Reference no: EM133228055
Part 2: Exploratory analysis and classification
Background
You are required to engage in exploratory analysis and classification in relation to the dataset Diabetes (CSV 24 KB)
compiled by the US National Institute of Diabetes and Digestive and Kidney Disease.
The object of the dataset is to diagnostically predict whether a patient has diabetes, based on certain diagnostic measurements included in the dataset. Several constraints were placed on the selection of these instances from a larger database. In particular, all patients here are females at least 21 years old and of Pima Indian heritage.

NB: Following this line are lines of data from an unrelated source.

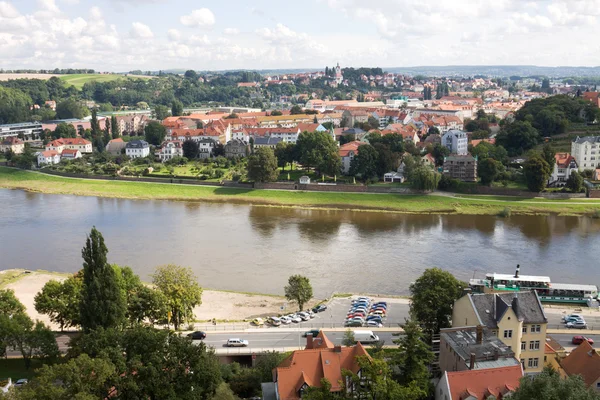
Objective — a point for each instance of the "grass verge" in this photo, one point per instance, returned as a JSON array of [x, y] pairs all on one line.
[[416, 204]]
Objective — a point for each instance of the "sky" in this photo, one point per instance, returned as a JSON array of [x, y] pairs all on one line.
[[124, 35]]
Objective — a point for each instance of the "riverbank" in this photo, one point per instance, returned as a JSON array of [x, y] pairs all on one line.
[[416, 204], [220, 305]]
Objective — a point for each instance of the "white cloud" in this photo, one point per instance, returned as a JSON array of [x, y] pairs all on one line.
[[141, 31], [202, 17]]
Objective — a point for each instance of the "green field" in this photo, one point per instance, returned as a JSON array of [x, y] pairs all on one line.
[[465, 204], [78, 80]]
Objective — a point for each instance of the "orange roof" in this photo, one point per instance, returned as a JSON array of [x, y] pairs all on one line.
[[348, 147], [309, 366], [583, 361], [483, 383]]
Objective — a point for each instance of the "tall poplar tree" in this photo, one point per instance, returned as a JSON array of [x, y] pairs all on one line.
[[103, 302]]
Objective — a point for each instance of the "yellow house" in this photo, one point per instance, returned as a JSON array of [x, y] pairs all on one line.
[[517, 319]]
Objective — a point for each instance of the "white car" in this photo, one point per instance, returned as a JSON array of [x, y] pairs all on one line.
[[236, 343]]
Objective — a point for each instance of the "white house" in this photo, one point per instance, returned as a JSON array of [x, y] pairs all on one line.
[[137, 149], [586, 151], [48, 157], [456, 141]]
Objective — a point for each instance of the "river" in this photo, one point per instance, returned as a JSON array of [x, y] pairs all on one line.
[[255, 249]]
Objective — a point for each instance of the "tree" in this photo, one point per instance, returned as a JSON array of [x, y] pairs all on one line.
[[433, 296], [549, 385], [298, 290], [348, 339], [488, 170], [575, 182], [71, 108], [61, 301], [413, 357], [365, 163], [176, 108], [161, 112], [180, 287], [103, 302], [155, 133], [262, 166], [537, 172], [191, 149]]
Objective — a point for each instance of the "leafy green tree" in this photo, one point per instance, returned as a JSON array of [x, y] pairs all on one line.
[[348, 339], [180, 287], [537, 172], [575, 182], [365, 164], [103, 303], [413, 357], [262, 166], [549, 385], [488, 170], [61, 301], [433, 295], [155, 133], [176, 108], [299, 290]]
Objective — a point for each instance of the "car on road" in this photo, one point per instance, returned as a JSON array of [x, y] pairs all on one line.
[[313, 332], [581, 339], [577, 325], [198, 335], [319, 308], [237, 343]]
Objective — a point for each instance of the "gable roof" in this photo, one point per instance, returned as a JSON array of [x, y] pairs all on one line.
[[583, 361], [483, 383]]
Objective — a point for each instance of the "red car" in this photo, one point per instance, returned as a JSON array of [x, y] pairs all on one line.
[[580, 339]]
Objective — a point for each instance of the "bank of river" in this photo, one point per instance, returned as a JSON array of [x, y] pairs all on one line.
[[418, 204]]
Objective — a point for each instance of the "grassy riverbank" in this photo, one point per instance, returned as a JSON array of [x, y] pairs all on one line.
[[36, 182]]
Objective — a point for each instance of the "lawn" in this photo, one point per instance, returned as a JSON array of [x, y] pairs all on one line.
[[465, 204], [78, 80]]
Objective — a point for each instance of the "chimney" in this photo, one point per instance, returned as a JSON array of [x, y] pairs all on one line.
[[479, 334], [309, 341]]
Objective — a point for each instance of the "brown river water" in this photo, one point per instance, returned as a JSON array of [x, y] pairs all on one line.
[[255, 249]]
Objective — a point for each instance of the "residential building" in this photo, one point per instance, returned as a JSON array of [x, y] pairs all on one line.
[[48, 157], [115, 146], [236, 148], [70, 154], [347, 153], [584, 361], [517, 319], [306, 368], [137, 149], [58, 145], [170, 149], [463, 168], [470, 347], [564, 165], [12, 143], [483, 384], [586, 151], [456, 141]]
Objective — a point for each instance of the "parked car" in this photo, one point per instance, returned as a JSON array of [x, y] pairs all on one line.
[[313, 332], [198, 335], [320, 308], [237, 343], [581, 339], [577, 325]]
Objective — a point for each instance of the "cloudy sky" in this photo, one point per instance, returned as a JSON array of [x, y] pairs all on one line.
[[121, 35]]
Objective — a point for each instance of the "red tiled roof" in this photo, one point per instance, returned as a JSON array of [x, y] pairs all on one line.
[[483, 383]]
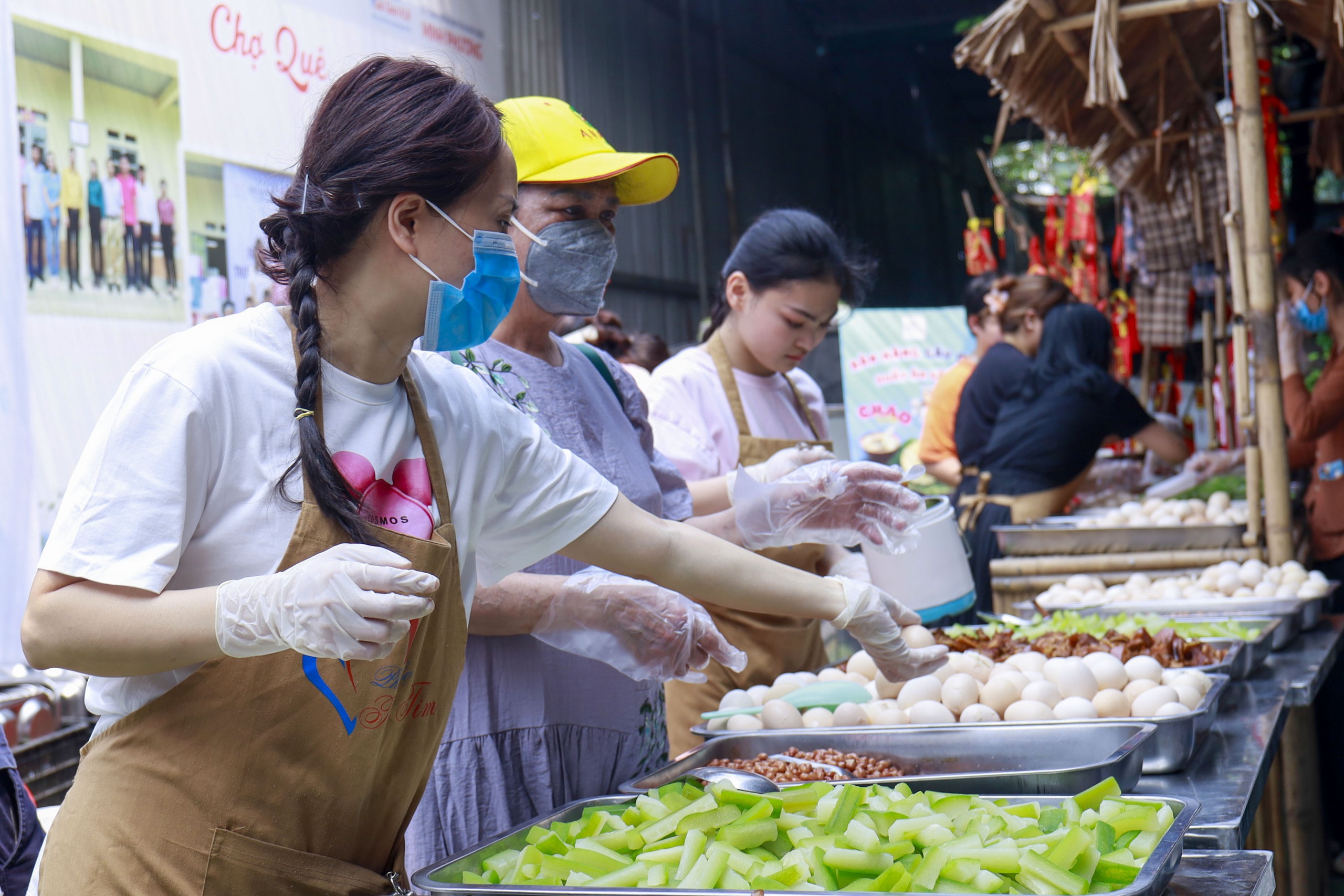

The dataset consists of several medical predictor variables and one target variable, Outcome. Predictor variables include the number of pregnancies the patient has had, her BMI, insulin level, age, and so on.
Step 1:
Complete the following
- Using the KNIME platform examine Summary Statistics.
- Build a Decision Tree Workflow in KNIME.
- Make a validation set: Split you dataset into two parts-'Train' and 'Test'.
- Train and build a Decision Tree Classification model for your dataset.
- Evaluate the Performance of your Decision Tree Model using the Confusion Matrix and Determine Accuracy rate.
Step 2:
Having completed tasks 1-5 above, make a report built on your analysis and classification. The report must be completed in a Word document. The report must contain the following:
- The summary statistics of your dataset, including:
- Validation: The Confusion Matrix results for your Train decision tree model and its interpretation.
- A list of rules and their explanations (e.g. if condition1 and condition2 and condition3 then outcome).
- The KNIME Workflows file for your project.